Train on 15998 samples, validate on 3999 samples
Epoch 1/10
15998/15998 [==============================] - 58s - loss: 2.4617 - acc: 0.1654 - val_loss: 2.0106 - val_acc: 0.2633
Epoch 2/10
15998/15998 [==============================] - 6s - loss: 1.9074 - acc: 0.3144 - val_loss: 1.7446 - val_acc: 0.3656
Epoch 3/10
15998/15998 [==============================] - 6s - loss: 1.5748 - acc: 0.4334 - val_loss: 1.4715 - val_acc: 0.4696
Epoch 4/10
15998/15998 [==============================] - 6s - loss: 1.3109 - acc: 0.5323 - val_loss: 1.2180 - val_acc: 0.5704
Epoch 5/10
15998/15998 [==============================] - 6s - loss: 1.0926 - acc: 0.6180 - val_loss: 1.1524 - val_acc: 0.6064
Epoch 6/10
15998/15998 [==============================] - 6s - loss: 0.9419 - acc: 0.6707 - val_loss: 1.0192 - val_acc: 0.6584
Epoch 7/10
15998/15998 [==============================] - 6s - loss: 0.8312 - acc: 0.7087 - val_loss: 0.9377 - val_acc: 0.6887
Epoch 8/10
15998/15998 [==============================] - 6s - loss: 0.7301 - acc: 0.7431 - val_loss: 0.9162 - val_acc: 0.6902
Epoch 9/10
15998/15998 [==============================] - 6s - loss: 0.6464 - acc: 0.7710 - val_loss: 0.9491 - val_acc: 0.7014
Epoch 10/10
15998/15998 [==============================] - 6s - loss: 0.5689 - acc: 0.8023 - val_loss: 0.9231 - val_acc: 0.7144

As can be seen from the output the accuracy is way off the expected 95% after 2 epochs. For this output my version of tensorflow is 1.0.1 and the version of keras is 2.0.2.

I'd like to point out that when I tried this example in my initial setup I was using theano as the backend and in the new installation I am using tensorflow, this problem shows up in both cases.

robert604 on 14 Apr 2017

I'm also experiencing this issue. I've even asked a question on stackoverflow.

Did you guys get the actual 95% before (before what?) and only now you're seeing these worse results?

queirozfcom on 30 Apr 2017

@queirozfcom

Seems like there are two versions of the newgroups files. One with header, and one without header. The one with header contained the newsgroup in the text, thus it was easy to detect the pattern.

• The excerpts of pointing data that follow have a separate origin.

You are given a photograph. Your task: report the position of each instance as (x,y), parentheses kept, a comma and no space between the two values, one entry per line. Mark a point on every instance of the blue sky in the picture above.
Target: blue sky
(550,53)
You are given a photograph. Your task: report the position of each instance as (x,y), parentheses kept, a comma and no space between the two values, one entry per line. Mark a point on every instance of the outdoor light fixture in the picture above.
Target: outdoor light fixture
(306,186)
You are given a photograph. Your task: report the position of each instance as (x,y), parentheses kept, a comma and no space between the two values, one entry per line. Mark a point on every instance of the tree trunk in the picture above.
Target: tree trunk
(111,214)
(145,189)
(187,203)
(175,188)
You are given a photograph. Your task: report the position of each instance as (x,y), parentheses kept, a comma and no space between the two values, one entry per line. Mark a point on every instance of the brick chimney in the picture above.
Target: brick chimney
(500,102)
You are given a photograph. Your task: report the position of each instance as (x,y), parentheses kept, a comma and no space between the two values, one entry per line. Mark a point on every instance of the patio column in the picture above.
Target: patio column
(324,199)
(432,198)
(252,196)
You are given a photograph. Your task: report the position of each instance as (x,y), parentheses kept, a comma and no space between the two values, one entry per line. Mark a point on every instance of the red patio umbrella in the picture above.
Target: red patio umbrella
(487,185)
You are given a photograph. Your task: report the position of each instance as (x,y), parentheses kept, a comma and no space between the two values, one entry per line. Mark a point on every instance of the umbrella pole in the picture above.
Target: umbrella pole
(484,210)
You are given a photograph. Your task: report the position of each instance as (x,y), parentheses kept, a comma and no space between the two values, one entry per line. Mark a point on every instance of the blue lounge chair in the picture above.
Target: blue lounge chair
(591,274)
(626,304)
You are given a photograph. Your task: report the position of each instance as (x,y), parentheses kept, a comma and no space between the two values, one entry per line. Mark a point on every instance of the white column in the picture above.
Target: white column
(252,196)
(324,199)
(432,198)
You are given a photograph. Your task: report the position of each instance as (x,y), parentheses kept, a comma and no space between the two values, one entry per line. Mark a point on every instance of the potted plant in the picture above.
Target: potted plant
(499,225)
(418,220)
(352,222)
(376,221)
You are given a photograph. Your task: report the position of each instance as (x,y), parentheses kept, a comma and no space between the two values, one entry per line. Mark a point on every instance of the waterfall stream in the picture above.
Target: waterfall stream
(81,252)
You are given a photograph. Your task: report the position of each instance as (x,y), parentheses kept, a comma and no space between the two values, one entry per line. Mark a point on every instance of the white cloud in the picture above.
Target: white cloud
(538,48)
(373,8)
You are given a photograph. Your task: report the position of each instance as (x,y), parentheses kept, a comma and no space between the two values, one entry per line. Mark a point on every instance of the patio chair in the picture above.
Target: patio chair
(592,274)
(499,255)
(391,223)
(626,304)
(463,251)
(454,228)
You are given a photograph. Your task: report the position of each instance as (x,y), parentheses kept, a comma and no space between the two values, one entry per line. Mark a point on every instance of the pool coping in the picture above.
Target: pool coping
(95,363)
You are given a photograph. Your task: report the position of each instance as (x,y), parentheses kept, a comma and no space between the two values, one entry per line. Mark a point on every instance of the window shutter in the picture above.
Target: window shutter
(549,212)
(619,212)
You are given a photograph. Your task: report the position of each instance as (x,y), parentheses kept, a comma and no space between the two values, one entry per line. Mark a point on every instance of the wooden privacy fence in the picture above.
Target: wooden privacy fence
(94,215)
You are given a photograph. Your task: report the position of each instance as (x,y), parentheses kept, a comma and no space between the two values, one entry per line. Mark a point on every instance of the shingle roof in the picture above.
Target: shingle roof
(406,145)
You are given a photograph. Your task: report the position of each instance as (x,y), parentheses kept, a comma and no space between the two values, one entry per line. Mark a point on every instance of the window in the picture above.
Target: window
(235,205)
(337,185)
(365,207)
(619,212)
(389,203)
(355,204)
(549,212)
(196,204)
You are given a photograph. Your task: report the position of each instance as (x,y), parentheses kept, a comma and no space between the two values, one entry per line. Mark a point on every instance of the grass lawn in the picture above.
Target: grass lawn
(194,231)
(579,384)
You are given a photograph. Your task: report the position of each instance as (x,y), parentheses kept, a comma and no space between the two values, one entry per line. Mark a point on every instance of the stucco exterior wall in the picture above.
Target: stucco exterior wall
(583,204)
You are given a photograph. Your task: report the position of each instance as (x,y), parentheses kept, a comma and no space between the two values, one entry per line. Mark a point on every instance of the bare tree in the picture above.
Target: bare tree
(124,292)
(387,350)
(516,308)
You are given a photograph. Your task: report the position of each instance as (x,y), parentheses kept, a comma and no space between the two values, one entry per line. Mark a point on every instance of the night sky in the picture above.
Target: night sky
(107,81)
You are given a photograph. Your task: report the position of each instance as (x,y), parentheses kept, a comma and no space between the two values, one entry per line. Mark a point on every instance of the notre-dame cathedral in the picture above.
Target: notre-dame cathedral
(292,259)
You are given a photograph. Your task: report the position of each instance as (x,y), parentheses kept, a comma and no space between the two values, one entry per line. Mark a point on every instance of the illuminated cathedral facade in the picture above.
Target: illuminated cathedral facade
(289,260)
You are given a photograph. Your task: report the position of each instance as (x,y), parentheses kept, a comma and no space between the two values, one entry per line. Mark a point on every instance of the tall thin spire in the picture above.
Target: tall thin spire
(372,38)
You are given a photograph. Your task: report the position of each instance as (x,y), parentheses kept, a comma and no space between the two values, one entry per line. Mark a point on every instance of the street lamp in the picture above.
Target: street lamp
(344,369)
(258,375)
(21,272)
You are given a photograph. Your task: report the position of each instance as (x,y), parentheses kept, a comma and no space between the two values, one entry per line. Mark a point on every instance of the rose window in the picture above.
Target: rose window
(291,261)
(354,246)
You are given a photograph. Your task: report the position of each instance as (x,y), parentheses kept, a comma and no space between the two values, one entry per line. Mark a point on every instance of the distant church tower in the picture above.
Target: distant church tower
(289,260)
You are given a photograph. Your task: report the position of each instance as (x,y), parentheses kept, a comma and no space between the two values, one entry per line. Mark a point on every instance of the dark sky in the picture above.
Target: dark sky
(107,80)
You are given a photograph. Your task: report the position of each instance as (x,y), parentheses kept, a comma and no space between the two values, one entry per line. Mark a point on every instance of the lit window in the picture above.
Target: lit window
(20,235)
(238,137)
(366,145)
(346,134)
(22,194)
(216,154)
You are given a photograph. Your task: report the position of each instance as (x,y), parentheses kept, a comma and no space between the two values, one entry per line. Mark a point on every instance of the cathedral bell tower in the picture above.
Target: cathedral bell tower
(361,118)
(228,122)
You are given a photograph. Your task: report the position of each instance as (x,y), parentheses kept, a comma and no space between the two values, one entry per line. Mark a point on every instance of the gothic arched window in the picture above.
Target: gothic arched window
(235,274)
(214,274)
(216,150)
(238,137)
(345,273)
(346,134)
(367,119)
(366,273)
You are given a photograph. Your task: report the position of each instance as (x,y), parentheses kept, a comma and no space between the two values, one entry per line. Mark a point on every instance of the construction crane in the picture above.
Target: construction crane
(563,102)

See this comment from the pull request with removed the header:

https://github.com/fchollet/keras/pull/5585

alvinhom on 27 May 2017

👍3

This issue has been automatically marked as stale because it has not had recent activity. It will be closed after 30 days if no further activity occurs, but feel free to re-open a closed issue if needed.